There are those who hold that to quibble over matters of taste in the basic necessities of life is an extravagance, that as long as a house keeps out the cold and as long as food keeps off starvation, it matters little what they look like. And indeed for even the sternest ascetic the fact remains that a snowy day is cold, and there is no denying the impulse to accept the services of a heater if it happens to be there in front of one, no matter how cruelly its inelegance may shatter the spell of the day. But it is on occasions like this that I always think how different everything would be if we in the Orient had developed our own science. Suppose for instance that we had developed our own physics and chemistry: would not the techniques and industries based on them have taken a different form, would not our myriads of everyday gadgets, our medicines, the products of our industrial art—would they not have suited our national temper better than they do? In fact our conception of physics itself, and even the principles of chemistry, would probably differ from that of Westerners; and the facts we are now taught concerning the nature and function of light, electricity, and atoms might well have presented themselves in different form.

Of course I am only indulging in idle speculation; of scientific matters I know nothing. But ha d we devised independently at least the more practical sorts of inventions, this could not have had profound influence upon the conduct of our everyday lives, and even upon government, religion, art, and business. The Orient quite conceivably could have opened up a world of technology entirely its own.

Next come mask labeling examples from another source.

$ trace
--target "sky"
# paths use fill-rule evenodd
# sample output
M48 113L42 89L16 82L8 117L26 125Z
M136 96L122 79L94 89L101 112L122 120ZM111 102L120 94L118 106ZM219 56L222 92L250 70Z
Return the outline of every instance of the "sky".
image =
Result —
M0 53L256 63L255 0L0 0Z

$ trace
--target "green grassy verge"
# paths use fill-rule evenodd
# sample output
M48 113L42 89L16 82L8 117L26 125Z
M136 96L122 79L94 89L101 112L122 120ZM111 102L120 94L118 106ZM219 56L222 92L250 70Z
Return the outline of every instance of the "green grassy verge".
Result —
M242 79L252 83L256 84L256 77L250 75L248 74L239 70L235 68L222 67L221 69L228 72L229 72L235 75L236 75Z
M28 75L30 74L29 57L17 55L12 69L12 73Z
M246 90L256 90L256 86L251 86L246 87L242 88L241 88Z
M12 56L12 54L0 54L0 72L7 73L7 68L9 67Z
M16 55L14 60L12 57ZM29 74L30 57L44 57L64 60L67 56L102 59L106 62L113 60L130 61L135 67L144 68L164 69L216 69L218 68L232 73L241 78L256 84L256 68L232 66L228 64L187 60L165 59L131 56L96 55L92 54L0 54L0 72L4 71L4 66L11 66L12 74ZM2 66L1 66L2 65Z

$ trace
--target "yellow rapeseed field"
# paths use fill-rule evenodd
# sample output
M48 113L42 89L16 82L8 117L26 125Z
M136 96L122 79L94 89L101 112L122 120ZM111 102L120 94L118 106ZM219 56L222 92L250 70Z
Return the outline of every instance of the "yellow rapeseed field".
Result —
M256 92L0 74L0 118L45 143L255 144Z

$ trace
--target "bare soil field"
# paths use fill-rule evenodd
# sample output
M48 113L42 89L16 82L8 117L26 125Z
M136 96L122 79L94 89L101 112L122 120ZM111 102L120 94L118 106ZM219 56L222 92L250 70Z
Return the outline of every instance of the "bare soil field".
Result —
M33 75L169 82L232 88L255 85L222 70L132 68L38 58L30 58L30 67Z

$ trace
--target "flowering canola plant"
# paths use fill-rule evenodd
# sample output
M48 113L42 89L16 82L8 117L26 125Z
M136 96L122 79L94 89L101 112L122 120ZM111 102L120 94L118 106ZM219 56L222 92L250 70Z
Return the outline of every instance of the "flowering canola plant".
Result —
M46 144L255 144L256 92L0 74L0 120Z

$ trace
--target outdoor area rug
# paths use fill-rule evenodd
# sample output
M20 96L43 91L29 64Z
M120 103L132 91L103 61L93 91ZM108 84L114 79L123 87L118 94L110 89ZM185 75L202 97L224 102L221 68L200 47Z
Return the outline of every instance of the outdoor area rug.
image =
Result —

To take a trivial example near at hand: I wrote a magazine article recently comparing the writing brush with the fountain pen, and in the course of it I remarked that if the device had been invented by the ancient Chinese or Japanese it would surely have had a tufted end like our writing brush. The ink would not have been this bluish color but rather black, something like India ink, and it would have been made to seep down from the handle into the brush. And since we would have then found it inconvenient to write on Western paper, something near Japanese paper—even under mass production, if you will—would have been most in demand. Foreign ink and pen would not be as popular as they are; the talk of discarding our system of writing for Roman letters would be less noisy; people would still feel an affection for the old system. But more than that: our thought and our literature might not be imitating the West as they are, but might have pushed forward into new regions quite on their own. An insignificant little piece of writing equipment, when one thinks of it, has had a vast, almost boundless, influence on our culture.